Why Grooming Sometimes Turns Into Fighting
If you’ve watched two cats groom each other only to see it suddenly dissolve into biting and wrestling, you’re not imagining a betrayal. This transition is extremely common and usually not a cause for concern.
The most likely explanation is overstimulation. Prolonged grooming gradually builds up sensory input, and at some point one cat hits a threshold where the sensation becomes too much. The built-up energy needs to go somewhere, so a bite or a swat follows. That bite often means something simple like “hold still” or “I’m done now.” Because cats only groom individuals they like, the scuffle that follows is almost always a play fight rather than genuine aggression. You can tell the difference: play fights involve loose, bouncy movements, with claws mostly retracted and no hissing or screaming. Real fights are stiff, loud, and involve flattened ears and puffed tails.
If the two cats settle back down near each other afterward, or resume grooming later in the day, the relationship is fine.
Creating a Shared Scent
Cats rely heavily on scent to navigate their social world. Every cat carries a unique scent profile, and when one cat licks another, it deposits saliva (and the scent markers it contains) onto that cat’s fur. Over time, cats that regularly groom each other develop a blended “group scent” that signals belonging. This shared scent helps cats in the same household recognize each other as part of the same social unit, which reduces tension and territorial behavior.
This is also why a cat returning from the veterinarian sometimes gets hissed at by its housemate. The returning cat smells like the clinic, not like the group. A round of mutual grooming, once the unfamiliar smell fades enough, helps restore the shared scent and the social bond that comes with it.

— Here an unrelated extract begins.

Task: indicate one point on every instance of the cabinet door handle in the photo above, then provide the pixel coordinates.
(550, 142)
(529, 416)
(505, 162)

When Grooming Becomes Excessive
Occasional mutual grooming is healthy. But if one cat is obsessively licking another to the point of creating bald patches or skin irritation, something else may be going on. Medical causes include skin allergies, food sensitivities, and flea infestations, all of which can make a cat’s skin itchy or irritated and drive compulsive licking behavior. Environmental and social stressors can also trigger excessive grooming: the addition or loss of another pet, a change in the household routine, or conflict between cats that isn’t always obvious to their owners.
A sudden increase in how much one cat grooms another, especially if it’s one-sided and the receiving cat seems uncomfortable, is worth paying attention to. The grooming cat may be redirecting its own anxiety onto its companion.